Refractive changes following PTK can be variable, with significant myopic or hyperopic shifts postoperatively. 4,13 Hyperopic shifts may be expected with deeper central ablations, and have been reported to occur in 40–81% of eyes following PTK for various corneal pathologies.1,2,3,4 O’Brart et al10 reported a mean hyperopic shift of 1.4 D at 6 months following PTK in 32 eyes treated for visually significant band keratopathy. However, a number of patients may develop a myopic shift postoperatively, the reasons for which are unclear. Peripheral ablation may have a role in induced corneal steepening. Other possible factors include inaccuracy of preoperative refraction owing to corneal opacification, concurrent ocular pathology, for example, increasing nuclear sclerosis, or epithelial remodelling.

Ocular surface instability as a result of band keratopathy is effectively treated with PTK. The vast majority of patients with painful symptoms owing to rough bands can expect to have dramatic improvement in their symptoms following treatment. The accepted method of mechanical debridement of large calcific plaques prior to PTK allows for a shorter procedure time and for easier ablation. A masking agent is often necessary to achieve smooth ablation profiles. Deeper ablation is possible in blind eyes to achieve the desired effect without consideration of induced refractive error. Postoperative epithelial healing is often compromised in such eyes and careful supervision in the postoperative period is mandatory. One case in our series developed severe microbial keratitis despite the use of prophylactic topical antibiotics.

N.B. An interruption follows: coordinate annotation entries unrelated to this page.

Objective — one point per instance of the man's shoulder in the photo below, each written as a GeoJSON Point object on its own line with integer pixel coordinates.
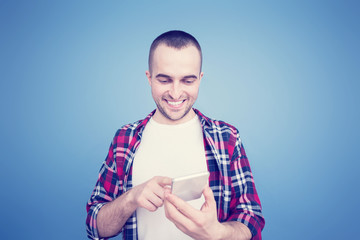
{"type": "Point", "coordinates": [216, 125]}
{"type": "Point", "coordinates": [131, 129]}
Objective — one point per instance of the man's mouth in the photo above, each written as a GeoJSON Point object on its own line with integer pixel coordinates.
{"type": "Point", "coordinates": [175, 103]}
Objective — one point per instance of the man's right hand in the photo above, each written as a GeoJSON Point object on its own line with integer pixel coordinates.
{"type": "Point", "coordinates": [150, 194]}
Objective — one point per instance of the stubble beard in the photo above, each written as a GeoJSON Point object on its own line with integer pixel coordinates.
{"type": "Point", "coordinates": [165, 114]}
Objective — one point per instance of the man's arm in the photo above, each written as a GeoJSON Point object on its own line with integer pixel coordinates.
{"type": "Point", "coordinates": [113, 215]}
{"type": "Point", "coordinates": [203, 223]}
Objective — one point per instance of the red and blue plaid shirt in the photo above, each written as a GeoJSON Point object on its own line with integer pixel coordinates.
{"type": "Point", "coordinates": [230, 178]}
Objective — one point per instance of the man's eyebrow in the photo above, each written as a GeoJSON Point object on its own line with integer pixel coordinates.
{"type": "Point", "coordinates": [190, 76]}
{"type": "Point", "coordinates": [160, 75]}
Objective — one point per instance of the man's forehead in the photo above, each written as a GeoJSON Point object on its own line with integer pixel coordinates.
{"type": "Point", "coordinates": [164, 48]}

Persistent epithelial defects may develop, necessitating prolonged therapeutic contact lens wear, preservative-free medication, or further surgical intervention in the form of botulinum toxin, tarsorrhaphy, or amniotic membrane transplantation.

Favourable ocular surface changes occur after PTK including increased tear film stability owing to attainment of a regular corneal surface, and probably through better mucin production by a healthier epithelium.14 It is possible that improvements in these parameters may reduce the likelihood of band recurrence.

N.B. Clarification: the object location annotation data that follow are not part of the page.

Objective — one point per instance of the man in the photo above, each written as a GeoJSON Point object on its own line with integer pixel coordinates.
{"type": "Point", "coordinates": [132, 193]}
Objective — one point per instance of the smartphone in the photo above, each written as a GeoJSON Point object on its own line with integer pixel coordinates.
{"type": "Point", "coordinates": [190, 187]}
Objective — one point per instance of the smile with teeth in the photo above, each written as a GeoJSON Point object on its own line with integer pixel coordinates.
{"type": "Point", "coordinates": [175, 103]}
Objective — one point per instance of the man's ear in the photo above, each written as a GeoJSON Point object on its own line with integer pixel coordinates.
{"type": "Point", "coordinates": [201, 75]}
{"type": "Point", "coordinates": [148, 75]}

Significant recurrence of band keratopathy was not seen in this series with a mean follow-up of approximately 2 years following PTK. Recurrence is uncommonly seen, although eyes with intraocular silicone oil may be more at risk.10

Treatment may also be indicated prior to intraocular surgery. Improved visualisation during phacoemulsification or extracapsular cataract extraction 15 may be achieved by initial PTK. Likewise, treatment in patients with suspected posterior segment disease allows easier examination, treatment, or surgery.

Access to therapeutic excimer treatment in the UK tends to be limited to teaching units, and an optional treatment is manual superficial keratectomy with EDTA chelation. While the majority of bands will respond, deposition of noncalcific material may limit the effectiveness of such treatment,10 and manual keratectomy may cause postoperative surface irregularities. However, the merit of PTK compared to EDTA chelation for band keratopathy requires a prospective controlled trial before conclusions regarding the relative outcome of these treatment modalities can be made.

In summary, excimer PTK is an effective procedure in the management of band keratopathy, whether it is performed for visual rehabilitation or for ocular surface improvement. However, concurrent ocular pathology is common, with limitation of visual improvement postoperatively, and patients need to be counselled accordingly.